The PPP workers complain that central leadership has abandoned the party in the province. They say that leadership imposes office-bearers on them instead of giving weight to the views of local units of the party.

Some senior workers are also not happy with the statements issued by PPP patron-in-chief Bilawal Bhutto Zardari against Taliban. They say that this policy can create serious threats for them, particularly during the next elections.

Some insiders told Dawn that the replacement of provincial presidents without taking activists into confidence had caused rift in the party in the province. It could be judged easily from the fact that several leaders were not ready to obey the orders of PPP newly nominated provincial president Khan Zada Khan, they added.

“First the provincial president was changed without taking us into confidence and now we are asked to form electoral alliance with Awami National Party and Jamiat Ulema-i-Islam-Fazl in the province but it is impossible for the party to do so,” they said.

Sources said that one of the main causes of PPP’s defeat in the last general elections was its coalition government with ANP in the province where its workers were ignored while its partner focussed on strengthening its organisations in different areas.

“We are not ready to vote for ANP or JUI-F. Our priority will be to field independent candidates in the local government elections,” a PPP leader said. He said that formation of a splinter group by Begum Nasim Wali Khan had damaged ANP and it was trying to cover up its dents through such tactics.

The PPP leader said that Khan Zada Khan himself was aware of the situation and knew that many senior workers and former lawmakers of the party were not ready to support him but he could not surrender as it was a matter of honour for him.

Second option for all the disgruntled PPP workers will be Naheed Khan, former political secretary of Benazir Bhutto, who has become active to reorganise them, according to insiders.

“The real heirs of Bhutto are Fatima Bhutto and her brother Zulfiqar Junior, children of Murtaza Bhutto, and they will be the future leaders of the party,” said a PPP worker.

He said that majority of PPP workers in Khyber Pakhtunkhwa would leave the Asif Ali Zardari-led party if they saw any other option. In that regard, several meetings had been held in Peshawar and in some districts to chalk out a plan for taking disgruntled PPP workers into confidence, he added.

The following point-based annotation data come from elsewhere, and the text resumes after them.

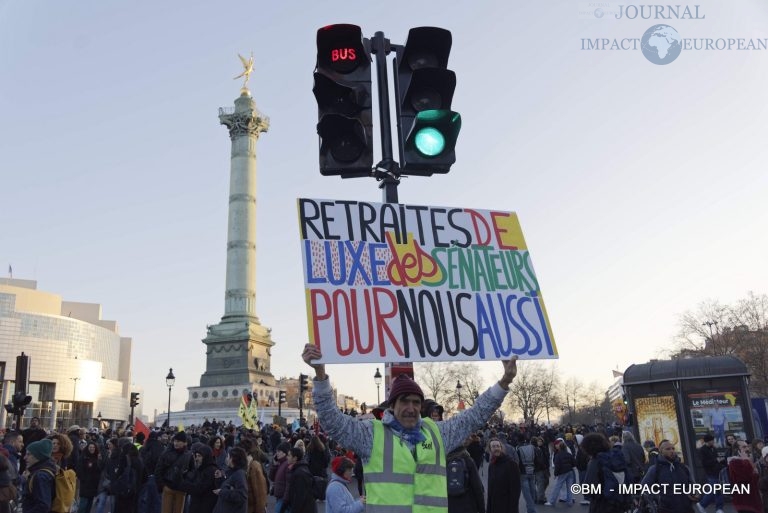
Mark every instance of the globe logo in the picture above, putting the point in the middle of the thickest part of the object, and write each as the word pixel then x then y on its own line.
pixel 661 44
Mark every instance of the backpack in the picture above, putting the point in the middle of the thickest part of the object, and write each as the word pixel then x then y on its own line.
pixel 319 484
pixel 64 487
pixel 527 454
pixel 457 474
pixel 613 474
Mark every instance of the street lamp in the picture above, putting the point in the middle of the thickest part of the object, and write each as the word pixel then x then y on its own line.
pixel 170 379
pixel 377 380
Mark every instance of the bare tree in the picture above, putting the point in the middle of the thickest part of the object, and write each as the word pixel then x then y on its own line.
pixel 740 330
pixel 530 391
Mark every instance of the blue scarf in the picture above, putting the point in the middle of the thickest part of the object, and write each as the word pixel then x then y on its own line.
pixel 410 436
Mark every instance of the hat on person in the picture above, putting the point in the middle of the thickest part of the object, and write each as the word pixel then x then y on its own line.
pixel 41 449
pixel 404 385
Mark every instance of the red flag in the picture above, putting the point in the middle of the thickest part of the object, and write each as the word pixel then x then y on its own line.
pixel 140 427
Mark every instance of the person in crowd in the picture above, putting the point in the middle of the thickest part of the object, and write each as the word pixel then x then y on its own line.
pixel 233 494
pixel 472 500
pixel 299 497
pixel 169 472
pixel 338 498
pixel 318 457
pixel 131 471
pixel 634 455
pixel 278 474
pixel 89 470
pixel 257 480
pixel 8 491
pixel 39 475
pixel 712 466
pixel 201 481
pixel 742 471
pixel 219 452
pixel 670 470
pixel 62 449
pixel 402 434
pixel 564 463
pixel 504 485
pixel 598 450
pixel 526 454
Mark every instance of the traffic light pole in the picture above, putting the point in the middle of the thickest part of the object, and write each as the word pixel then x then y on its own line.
pixel 388 170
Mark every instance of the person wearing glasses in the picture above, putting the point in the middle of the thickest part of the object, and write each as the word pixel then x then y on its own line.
pixel 742 471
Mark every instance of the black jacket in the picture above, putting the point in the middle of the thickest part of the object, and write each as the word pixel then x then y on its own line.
pixel 200 483
pixel 503 485
pixel 299 498
pixel 473 500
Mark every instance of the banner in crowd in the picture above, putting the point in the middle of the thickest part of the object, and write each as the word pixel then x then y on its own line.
pixel 394 282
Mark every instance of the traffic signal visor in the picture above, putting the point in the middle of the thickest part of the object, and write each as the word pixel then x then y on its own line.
pixel 434 133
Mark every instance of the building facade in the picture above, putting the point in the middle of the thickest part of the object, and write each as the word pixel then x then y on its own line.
pixel 80 366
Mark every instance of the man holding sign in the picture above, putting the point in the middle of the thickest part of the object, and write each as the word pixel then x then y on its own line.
pixel 403 455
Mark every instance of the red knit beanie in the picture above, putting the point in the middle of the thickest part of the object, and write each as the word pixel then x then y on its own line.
pixel 404 385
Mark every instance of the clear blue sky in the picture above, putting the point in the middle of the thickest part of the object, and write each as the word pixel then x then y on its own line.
pixel 640 188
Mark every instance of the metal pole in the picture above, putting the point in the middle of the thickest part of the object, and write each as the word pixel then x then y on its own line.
pixel 169 407
pixel 391 171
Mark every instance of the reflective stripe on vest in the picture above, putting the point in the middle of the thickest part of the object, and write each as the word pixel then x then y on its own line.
pixel 398 482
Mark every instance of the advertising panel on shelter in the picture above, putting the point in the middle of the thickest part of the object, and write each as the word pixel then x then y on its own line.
pixel 718 414
pixel 408 283
pixel 657 420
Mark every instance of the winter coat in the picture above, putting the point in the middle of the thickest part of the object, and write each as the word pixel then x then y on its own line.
pixel 563 462
pixel 503 485
pixel 299 498
pixel 257 487
pixel 593 476
pixel 473 500
pixel 670 473
pixel 150 453
pixel 39 487
pixel 89 474
pixel 319 459
pixel 278 475
pixel 182 460
pixel 233 494
pixel 338 498
pixel 200 483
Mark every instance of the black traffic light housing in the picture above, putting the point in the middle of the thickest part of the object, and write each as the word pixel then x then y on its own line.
pixel 427 127
pixel 343 91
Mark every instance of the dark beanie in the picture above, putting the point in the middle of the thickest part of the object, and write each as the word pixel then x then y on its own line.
pixel 41 449
pixel 404 385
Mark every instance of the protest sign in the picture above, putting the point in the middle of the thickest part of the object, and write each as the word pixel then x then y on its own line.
pixel 394 282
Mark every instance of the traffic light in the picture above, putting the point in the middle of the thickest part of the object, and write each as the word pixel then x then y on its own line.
pixel 343 91
pixel 427 127
pixel 19 403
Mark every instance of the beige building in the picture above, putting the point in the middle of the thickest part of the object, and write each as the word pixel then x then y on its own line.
pixel 80 366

The Peshawar meeting, he claimed, was also attended by some incumbent office-bearers of PPP, who assured their support for promoting Bhutto’s ideology.

However, PPP provincial information secretary Liaquat Shabab, when contacted, said that differences in the party existed at local level in Peshawar and Nowshera but it did not mean that workers would quit the party. “The leadership should call the workers and sort out the differences among them,” he said.

About the differences in Nowshera PPP, he said that senior workers were not ready to support district president Tariq Khattak and they had passed a no-confidence resolution against him. However, he said, internal differences would not lead to replacement of the provincial president.

Mr Shabab admitted that currently PPP was not holding organisational activities as all the leaders were busy in formation of electoral alliance in the province.

He said that the activities of Naheed Khan would not affect PPP in the province. He said there was no possibility that Naheed Khan would work for Zulfiqar Junior.